Они вылезли из проруби, цепляясь озябшими пальцами за помостки и опасаясь того темного и ледяного, что осталось за их спиной. Вбежали в вожделенный горячий зев бани, обновленные, полные неясного восторга перед этим днем, прорубью и милостью Господа, дарующего им жизнь и ее радости.
– Надо всему радоваться да о худом не маяться, – сказал ему Афонька потом, когда они, накинув на голые тела тулупы да порты, счастливо хохочущие, будто мальчишки, шли в острог, в свои избы, Афонька – к Домне, а Петр – к той, о ком думать боялся…
По дороге Афонька сказывал, что пойдет с Домной в баньку, когда тьма опустится на острог. И что они там станут делать, всякому было ясно. Афонька знал толк в радостях, умел не изводить себя совестью да раскаянием.
Петр подождал на взгорке у острожного тына, пока нагонит его Ромаха. Головенка его покрыта была наледью, и старший братец велел натянуть колпак.
– Ты сегодня иди спать к старому Оглобле, – велел он Ромахе.
Тот кивнул, рванул от него, словно испуганный, а на бегу стащил колпак со своей мокрой головенки.
* * *
В Тюмень вела старая Казанская дорога, что проходила через уфимские степи. По ней ехали гонцы и государевы люди, иногда там бегали колодники и тати. Илюха выискивал пришедших по старой Казанке, донимал: не слыхали про синеглазую девку? Язык смозолил.
– Ужели так за дело хозяйское радеешь?
Сазонка Быков как-то незаметно стал Илюхе вроде друга. Надо же с кем-то разломить краюху, пошутить или пожалиться, что пальцы застыли – аж не чуют ничего.
Был Сазонка молод, широк костью, отличался бойким языком и наглостью. Любил в равной степени вино и саблю – и тем был похож на Илюху. Вместе они уходили в ночь, ежели надолго оставались в каком острожке или слободке, искали баню иль кабак, поили служилых, гулящих, затевали разговоры про людей и места разные, да вели все к одному. Хорошим помощником стал Сазонка.
Потому ответил ему честно.
– Мы с дочкой хозяйской вместе по деревне бегали.
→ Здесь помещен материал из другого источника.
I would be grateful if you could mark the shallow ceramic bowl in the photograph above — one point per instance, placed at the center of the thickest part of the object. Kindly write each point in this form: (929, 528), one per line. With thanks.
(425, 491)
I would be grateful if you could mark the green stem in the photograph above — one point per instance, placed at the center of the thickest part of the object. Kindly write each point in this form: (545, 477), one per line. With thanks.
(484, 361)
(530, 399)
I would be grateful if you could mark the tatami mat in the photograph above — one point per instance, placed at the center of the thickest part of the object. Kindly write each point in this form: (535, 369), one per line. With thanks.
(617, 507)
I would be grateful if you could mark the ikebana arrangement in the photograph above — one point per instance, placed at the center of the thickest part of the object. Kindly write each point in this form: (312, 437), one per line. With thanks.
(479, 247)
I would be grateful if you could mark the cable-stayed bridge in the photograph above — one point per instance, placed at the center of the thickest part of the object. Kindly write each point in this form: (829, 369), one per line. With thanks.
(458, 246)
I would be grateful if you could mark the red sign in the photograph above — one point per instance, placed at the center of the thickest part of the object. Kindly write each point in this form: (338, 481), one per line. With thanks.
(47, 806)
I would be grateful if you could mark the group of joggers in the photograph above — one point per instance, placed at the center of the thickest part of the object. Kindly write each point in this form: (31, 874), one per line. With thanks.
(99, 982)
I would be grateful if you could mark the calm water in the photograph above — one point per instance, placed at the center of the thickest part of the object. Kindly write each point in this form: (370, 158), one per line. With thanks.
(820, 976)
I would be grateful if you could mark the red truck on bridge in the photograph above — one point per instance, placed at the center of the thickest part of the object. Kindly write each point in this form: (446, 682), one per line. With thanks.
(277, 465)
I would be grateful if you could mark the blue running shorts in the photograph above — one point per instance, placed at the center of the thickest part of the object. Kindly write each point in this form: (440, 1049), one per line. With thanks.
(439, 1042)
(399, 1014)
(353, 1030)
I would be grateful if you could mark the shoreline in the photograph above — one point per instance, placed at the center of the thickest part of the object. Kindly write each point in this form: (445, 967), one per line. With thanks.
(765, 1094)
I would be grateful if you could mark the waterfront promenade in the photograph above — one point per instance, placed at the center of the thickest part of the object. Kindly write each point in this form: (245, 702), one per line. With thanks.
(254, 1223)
Вот такие были, – показал рукой пониже стола, отрыгнул и продолжил: – А жениться хотели. Так что я и за хозяйское радею, и от своего не откажусь.
– На дочке Степана и я бы не отказался… – Сазонка загоготал и, увидев, что Илюхе это не по нраву, тут же утихомирился. – Свезет тебе, паря.
– Эх, скорей бы!
Илюха выпил еще вина. Канун Крещения, Светлый праздник, всяк справляет как хочет. Всю Тюмень обошли, даже псов в подворотне – пусто. Теперь по метелям да глубоким снегам ехать в Тобольск. А ежели и там не сыщет, под очи хозяйские и являться страшно. Вдруг осерчает да решит выпороть слугу своего.
– Надо бы еще вина и девку славную – чтобы жизнь повернулась мягким бочком. А, друг?
Тот кивнул и похлопал Илюху по плечу.
Тюмень не обманула, оказалась сговорчивой. Потешились вдоволь, так что и не вспоминали про хозяйскую дочь. Хохотали на всю улицу, пели вместе с неведомо откуда взявшимся скоморохом, лили на срамниц пиво и спьяну клялись друг другу в братской любви.
* * *
Она стояла у двери. Темные волосы, заплетенные в косу. Можно ли удержаться, не потянуть легонько, как в детстве соседскую девчушку. Рубаха, поверх шубейка, перешитая из Ромахиной. Сапоги теплые.
– Одна-то не боишься идти? – спросил он небрежно.
Вдруг подумает, что на срамное он намекает.
– Проводить могу да подождать. Вдруг… – Дальше он не смог продолжить, представив, что она будет внутри, без этой шубейки, без рубахи… Выдержит ли он такое, не сотворит ли беды?
Уверен был: откажется, молвит что-то недоброе, обожжет синим всполохом. А она вдруг сказала:
– Ты обсохни да проводи меня. А то и взаправду страшно идти, Богдашка такого наговорил.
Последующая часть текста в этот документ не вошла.